Editor’s note: This is the first in a series focusing on local cooks and the recipes they love to make. To recommend a cook and recipe to feature, call (620) 382-2165 or email email@example.com.
Eugene Christensen makes one mean bowl of homemade ice cream — creamy and rich, cold and sweet.
“I love ice cream,” he said. “We eat it all year round.”
Christensen seldom buys ice cream from the store. He ritually makes his recipe twice a week.
“There is no comparison,” he said. “I like the flavor a lot better.”
Christensen’s ice cream is 65 years in the making. He learned it from his parents, Rachel and Bill Christensen.
“Mom would do the mixing and Dad would do the freezing,” he said. “Back in the old days we would sit on the bucket while the adults cranked it.”
Christensen ice cream has always brought his family together. His children and grand children always seem to show up whenever he makes it.
Sometimes they eat an entire container in one evening.
It is a staple at birthday parties, family events, and he is usually asked to bring it to social events at Eastmoor Methodist church.
Christensen prepares his recipe by taste and feel. He has made it so many times he knows it by heart.
Eugene Christensen’s homemade ice cream
- 9 raw eggs
- 1 quart heavy whipping cream
- 3 cups white sugar
- 4 ounces imitation vanilla
- Ice (at least one bag)
- Rock salt (at least 3 cups)
- Water (at least 1 cup)
Use six-quart electric or hand-crank ice cream maker — Christensen prefers electric.
Break eggs into a large bowl or electric mixer and whisk before adding cream. Christensen uses a little 2-percent milk to help get all the cream out of the carton.
Once mixed, pour ingredients into the ice cream maker.
Add milk. Fill to the top of the dasher — the mixing paddle situated inside of the ice cream maker.
Sample the mixture. Christensen always samples and adjusts according to taste.

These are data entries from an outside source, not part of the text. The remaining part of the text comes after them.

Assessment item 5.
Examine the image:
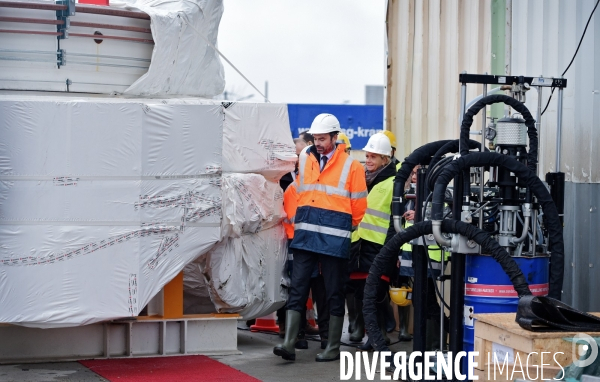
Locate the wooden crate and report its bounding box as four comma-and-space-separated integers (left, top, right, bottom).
474, 313, 600, 382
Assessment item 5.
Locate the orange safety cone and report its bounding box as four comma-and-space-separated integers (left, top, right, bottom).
250, 312, 279, 333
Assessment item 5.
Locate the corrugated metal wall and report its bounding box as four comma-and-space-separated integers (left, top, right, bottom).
511, 0, 600, 312
386, 0, 491, 159
511, 0, 600, 183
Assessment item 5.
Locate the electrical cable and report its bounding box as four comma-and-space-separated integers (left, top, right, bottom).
542, 0, 600, 115
421, 236, 452, 312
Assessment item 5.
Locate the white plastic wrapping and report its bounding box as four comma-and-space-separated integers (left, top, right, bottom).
184, 225, 287, 320
119, 0, 225, 97
0, 0, 225, 98
223, 102, 297, 181
0, 93, 293, 327
221, 174, 285, 237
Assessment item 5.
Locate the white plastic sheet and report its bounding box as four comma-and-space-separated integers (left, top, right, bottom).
119, 0, 225, 97
221, 174, 285, 237
223, 102, 297, 181
184, 226, 287, 320
0, 93, 292, 327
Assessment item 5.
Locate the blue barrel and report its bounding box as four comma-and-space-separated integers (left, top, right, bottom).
463, 255, 549, 351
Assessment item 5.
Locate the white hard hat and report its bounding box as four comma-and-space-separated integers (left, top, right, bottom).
308, 113, 342, 134
363, 133, 392, 156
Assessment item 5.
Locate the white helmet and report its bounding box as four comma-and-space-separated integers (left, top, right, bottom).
363, 133, 392, 156
308, 113, 342, 134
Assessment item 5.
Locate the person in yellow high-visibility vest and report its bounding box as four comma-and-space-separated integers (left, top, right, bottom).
398, 166, 450, 350
347, 133, 396, 350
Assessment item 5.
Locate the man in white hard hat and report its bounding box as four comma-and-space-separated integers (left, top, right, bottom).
273, 114, 367, 362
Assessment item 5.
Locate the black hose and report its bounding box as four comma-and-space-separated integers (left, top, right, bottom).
431, 153, 565, 300
460, 94, 538, 172
386, 140, 450, 227
363, 219, 531, 351
429, 139, 489, 174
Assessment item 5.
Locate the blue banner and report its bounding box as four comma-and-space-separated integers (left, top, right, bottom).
288, 104, 383, 150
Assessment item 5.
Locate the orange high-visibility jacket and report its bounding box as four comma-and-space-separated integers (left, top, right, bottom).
284, 146, 367, 259
283, 182, 298, 239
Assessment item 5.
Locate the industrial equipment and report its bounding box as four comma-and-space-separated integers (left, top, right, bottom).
364, 73, 567, 380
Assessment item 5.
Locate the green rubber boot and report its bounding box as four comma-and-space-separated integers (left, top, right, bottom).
425, 319, 441, 351
398, 306, 412, 342
315, 316, 344, 362
377, 307, 392, 345
346, 293, 356, 334
350, 299, 365, 342
273, 310, 300, 361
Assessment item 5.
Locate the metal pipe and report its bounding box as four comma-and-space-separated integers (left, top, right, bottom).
535, 84, 544, 178
0, 29, 60, 38
69, 33, 154, 44
510, 216, 530, 244
0, 57, 58, 63
0, 1, 150, 20
0, 16, 65, 25
75, 5, 150, 20
478, 82, 487, 230
431, 220, 452, 247
394, 216, 404, 232
448, 172, 466, 381
458, 70, 467, 153
531, 209, 538, 256
69, 60, 148, 69
0, 1, 67, 11
439, 249, 446, 350
68, 52, 151, 62
71, 21, 152, 33
0, 49, 58, 55
0, 16, 152, 33
555, 88, 563, 172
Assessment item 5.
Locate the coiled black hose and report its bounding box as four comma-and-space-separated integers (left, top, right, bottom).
363, 219, 531, 351
431, 153, 565, 300
460, 94, 538, 173
386, 140, 450, 225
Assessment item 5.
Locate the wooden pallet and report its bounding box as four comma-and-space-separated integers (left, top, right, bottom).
475, 313, 600, 382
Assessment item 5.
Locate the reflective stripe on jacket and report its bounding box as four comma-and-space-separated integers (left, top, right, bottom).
402, 218, 450, 266
283, 183, 298, 239
286, 146, 367, 259
358, 176, 394, 245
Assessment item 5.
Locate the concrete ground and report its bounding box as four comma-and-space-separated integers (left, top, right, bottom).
0, 323, 412, 382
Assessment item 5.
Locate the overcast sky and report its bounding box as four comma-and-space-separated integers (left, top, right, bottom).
218, 0, 385, 104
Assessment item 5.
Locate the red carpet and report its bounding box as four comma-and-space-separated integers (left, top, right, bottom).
79, 355, 259, 382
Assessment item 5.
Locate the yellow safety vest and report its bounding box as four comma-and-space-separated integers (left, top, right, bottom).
358, 176, 394, 245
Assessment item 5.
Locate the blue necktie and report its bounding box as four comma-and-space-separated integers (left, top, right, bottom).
321, 156, 327, 171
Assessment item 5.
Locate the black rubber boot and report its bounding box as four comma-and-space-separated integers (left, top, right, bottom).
398, 306, 412, 342
294, 330, 308, 349
315, 316, 344, 362
273, 310, 300, 361
425, 319, 441, 351
358, 338, 373, 352
346, 293, 356, 334
350, 299, 365, 342
321, 333, 327, 349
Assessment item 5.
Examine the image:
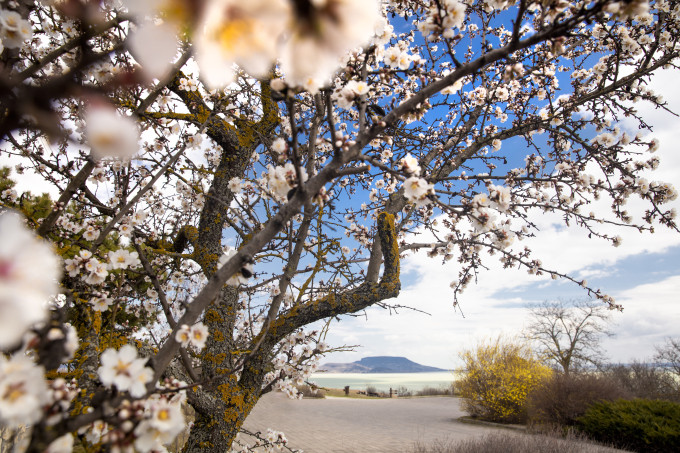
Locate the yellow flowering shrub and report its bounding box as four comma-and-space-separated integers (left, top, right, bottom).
458, 337, 552, 423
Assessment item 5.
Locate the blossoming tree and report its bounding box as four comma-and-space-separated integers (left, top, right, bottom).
0, 0, 680, 452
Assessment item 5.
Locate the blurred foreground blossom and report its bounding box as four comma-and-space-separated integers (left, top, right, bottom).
0, 212, 61, 349
0, 354, 47, 427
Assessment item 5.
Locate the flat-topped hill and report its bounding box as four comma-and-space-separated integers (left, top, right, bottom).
320, 356, 446, 373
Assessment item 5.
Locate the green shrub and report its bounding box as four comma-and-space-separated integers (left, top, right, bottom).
457, 337, 552, 423
603, 361, 680, 403
577, 399, 680, 453
411, 432, 624, 453
528, 373, 631, 429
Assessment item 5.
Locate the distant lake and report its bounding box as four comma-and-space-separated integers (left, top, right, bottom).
309, 371, 458, 392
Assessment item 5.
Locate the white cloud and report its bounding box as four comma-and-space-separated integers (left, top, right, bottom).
322, 70, 680, 368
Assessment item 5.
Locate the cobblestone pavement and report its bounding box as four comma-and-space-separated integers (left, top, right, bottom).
245, 393, 504, 453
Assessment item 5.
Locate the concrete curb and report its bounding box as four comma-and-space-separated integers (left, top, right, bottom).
456, 415, 527, 433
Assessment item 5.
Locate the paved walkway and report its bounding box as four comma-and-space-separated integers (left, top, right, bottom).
245, 393, 504, 453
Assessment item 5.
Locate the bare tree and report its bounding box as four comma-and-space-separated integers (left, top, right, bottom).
654, 337, 680, 377
524, 300, 612, 374
0, 0, 680, 453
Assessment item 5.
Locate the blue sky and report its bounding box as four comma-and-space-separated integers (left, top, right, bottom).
318, 70, 680, 368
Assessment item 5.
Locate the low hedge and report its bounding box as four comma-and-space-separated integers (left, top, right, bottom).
577, 399, 680, 453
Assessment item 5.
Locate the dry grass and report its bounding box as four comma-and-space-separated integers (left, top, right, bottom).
411, 433, 622, 453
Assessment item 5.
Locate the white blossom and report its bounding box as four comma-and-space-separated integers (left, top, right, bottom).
0, 212, 61, 349
97, 344, 153, 397
0, 353, 47, 427
85, 107, 139, 160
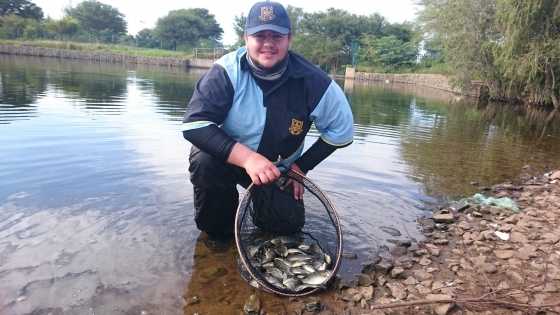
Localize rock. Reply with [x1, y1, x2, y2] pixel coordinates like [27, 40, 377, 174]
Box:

Put lid on container and place inside the mixing bucket.
Fill empty space in bucket with ice. Christensen breaks up the ice to better pack it in to the bucket.

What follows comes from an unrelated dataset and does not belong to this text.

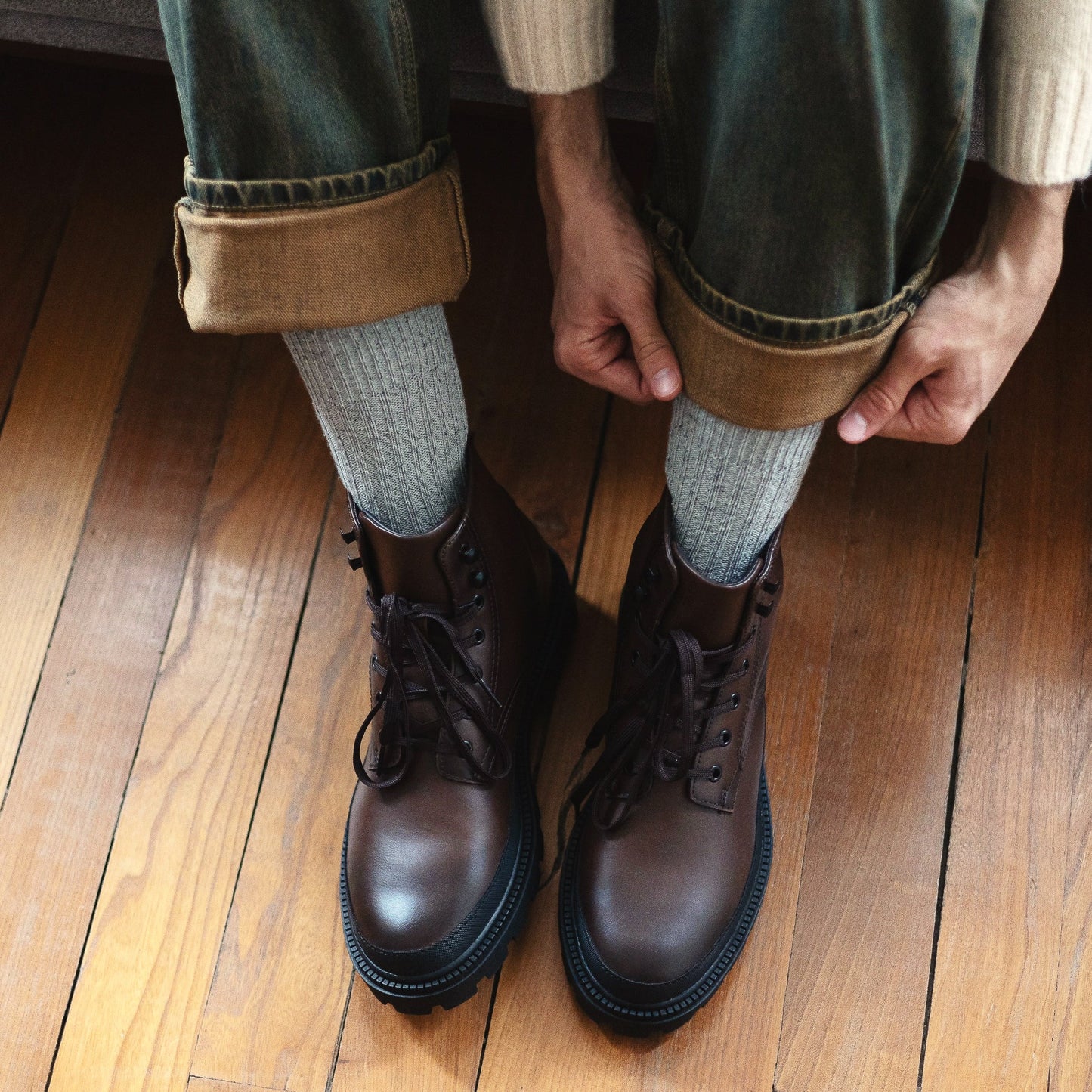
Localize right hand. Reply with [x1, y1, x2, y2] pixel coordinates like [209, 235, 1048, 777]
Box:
[532, 88, 682, 402]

Add rock salt and a little water along with the ice. Christensen said the rock salt melts the ice.
It takes 20 to 25 minutes on Christensen’s electric mixer for the ice cream to freeze properly.

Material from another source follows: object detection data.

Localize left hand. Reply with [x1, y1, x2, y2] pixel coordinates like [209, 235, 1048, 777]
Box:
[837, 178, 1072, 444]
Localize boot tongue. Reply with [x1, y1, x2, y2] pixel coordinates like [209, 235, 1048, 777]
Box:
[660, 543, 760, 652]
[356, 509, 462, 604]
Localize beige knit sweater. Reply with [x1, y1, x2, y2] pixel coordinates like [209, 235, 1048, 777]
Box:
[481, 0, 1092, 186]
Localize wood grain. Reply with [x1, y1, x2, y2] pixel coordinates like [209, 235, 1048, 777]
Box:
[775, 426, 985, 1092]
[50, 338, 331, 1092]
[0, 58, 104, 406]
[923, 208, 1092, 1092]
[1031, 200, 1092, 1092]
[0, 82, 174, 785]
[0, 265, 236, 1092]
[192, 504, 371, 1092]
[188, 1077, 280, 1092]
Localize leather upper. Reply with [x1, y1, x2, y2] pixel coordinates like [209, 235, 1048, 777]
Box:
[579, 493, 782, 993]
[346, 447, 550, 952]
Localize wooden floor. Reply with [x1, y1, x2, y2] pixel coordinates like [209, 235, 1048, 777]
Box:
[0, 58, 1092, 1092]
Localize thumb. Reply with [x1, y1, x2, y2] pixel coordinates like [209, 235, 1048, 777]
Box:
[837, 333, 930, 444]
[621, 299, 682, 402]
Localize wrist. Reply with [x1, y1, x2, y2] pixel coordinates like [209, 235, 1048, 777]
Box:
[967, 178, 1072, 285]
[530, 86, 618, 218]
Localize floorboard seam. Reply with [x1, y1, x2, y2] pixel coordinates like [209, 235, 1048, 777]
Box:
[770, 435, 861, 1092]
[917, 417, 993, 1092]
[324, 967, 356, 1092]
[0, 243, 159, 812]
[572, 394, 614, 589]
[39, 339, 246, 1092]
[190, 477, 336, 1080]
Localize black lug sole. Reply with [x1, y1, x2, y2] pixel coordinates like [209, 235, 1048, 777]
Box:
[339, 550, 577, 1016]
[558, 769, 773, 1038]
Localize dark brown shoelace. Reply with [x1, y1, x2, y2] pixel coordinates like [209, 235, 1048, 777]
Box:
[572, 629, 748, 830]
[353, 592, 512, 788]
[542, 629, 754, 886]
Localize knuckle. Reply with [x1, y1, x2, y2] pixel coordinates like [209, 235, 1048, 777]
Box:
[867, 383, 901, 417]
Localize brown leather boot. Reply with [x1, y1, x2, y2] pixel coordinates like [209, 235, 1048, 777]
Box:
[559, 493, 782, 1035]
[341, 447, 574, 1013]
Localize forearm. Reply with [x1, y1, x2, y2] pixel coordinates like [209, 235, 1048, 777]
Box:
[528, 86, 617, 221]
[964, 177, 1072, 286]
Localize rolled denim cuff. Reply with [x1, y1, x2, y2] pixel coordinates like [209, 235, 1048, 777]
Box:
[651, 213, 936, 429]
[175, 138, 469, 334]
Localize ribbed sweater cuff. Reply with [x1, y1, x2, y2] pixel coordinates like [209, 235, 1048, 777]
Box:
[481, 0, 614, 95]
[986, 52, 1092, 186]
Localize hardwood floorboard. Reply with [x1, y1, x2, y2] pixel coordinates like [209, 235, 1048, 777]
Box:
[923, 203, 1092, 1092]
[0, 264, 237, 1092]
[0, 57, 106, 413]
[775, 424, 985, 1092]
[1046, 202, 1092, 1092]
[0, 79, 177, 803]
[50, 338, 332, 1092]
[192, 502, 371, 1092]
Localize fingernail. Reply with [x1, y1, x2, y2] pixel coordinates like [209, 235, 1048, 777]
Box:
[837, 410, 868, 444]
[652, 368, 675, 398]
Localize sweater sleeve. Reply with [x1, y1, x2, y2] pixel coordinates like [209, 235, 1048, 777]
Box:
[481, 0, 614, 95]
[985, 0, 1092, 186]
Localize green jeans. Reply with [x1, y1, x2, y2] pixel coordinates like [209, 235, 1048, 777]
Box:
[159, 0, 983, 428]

Total prep time is about 40 minutes.
For chocolate ice cream, add 1 cup natural unsweetened cocoa. Christensen always makes sure to mix the sugar and the cocoa together before he adds it to the wet ingredients. There should be no chunks.
For strawberry ice cream, add one or two pounds of fresh blended strawberries. Pour them into the mixture before adding milk.